As such, Britten’s work is a kind of mini-concerto for orchestra, which tends to mislead those conductors who fail to note the magnificence and subtlety of Britten’s opening statement. Hill regrettably fell into that category, for the initial statement was too fast – Allegro maestoso e largamente it was not – which approach tended to detract from the impact of that imposing D-minor and to infect the tempos for the succeeding statements. Needless to say, the Philharmonia was fully up to Hill’s demands, but the individual expressions were only intermittently revealed. Hill’s tempo for the Fugue, however, was spot on, and stunningly well played.
Parry, on seeing the score of the 16-year-old William Walton’s Piano Quartet, praised it highly, predicting a bright future for the teenager – who, like Elgar, never ‘studied music’ at a college or academy. Sadly, Parry died not long afterwards, so he never saw the fulfilment of his prophecy, but genius will out, and in Belshazzar’s Feast of 1931 the 29-year-old Walton demonstrated his superlative gifts in choral music as much as he had in orchestral music through his Viola Concerto two years earlier.

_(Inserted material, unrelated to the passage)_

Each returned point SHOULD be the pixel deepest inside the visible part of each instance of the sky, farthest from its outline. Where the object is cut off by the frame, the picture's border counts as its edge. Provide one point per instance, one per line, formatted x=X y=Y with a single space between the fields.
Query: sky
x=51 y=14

Belshazzar’s Feast is in the line of the great English religious choral tradition of Parry’s Job, Stanford’s Anglican Services and other major works, Elgar’s Dream of Gerontius and Vaughan Williams’s Mass in G-minor (all of which preceded Belshazzar), but apart from the brilliance and originality of the orchestration, it is Walton’s thoroughly idiomatic choral writing which endears the work to choral societies (each member of which knows, from their own experience, that the man who wrote this music knew about singing from the inside, and what choirs were capable of achieving), and attests to his own early experience as a chorister.
In this great work, Hill was on home ground, his prowess as a superlative choral conductor demonstrated through an account of considerable stature and sensitivity. The impact was magnificent, reinforced by the two brass bands on either side and with Mark Stone an excellent baritone soloist. And on this deeply impressive showing, the Bach Choir has no equal – diction, intonation, phrasing and dynamic characterisation: it was impossible to imagine finer choral singing than this, a tremendous conclusion to a fascinating programme.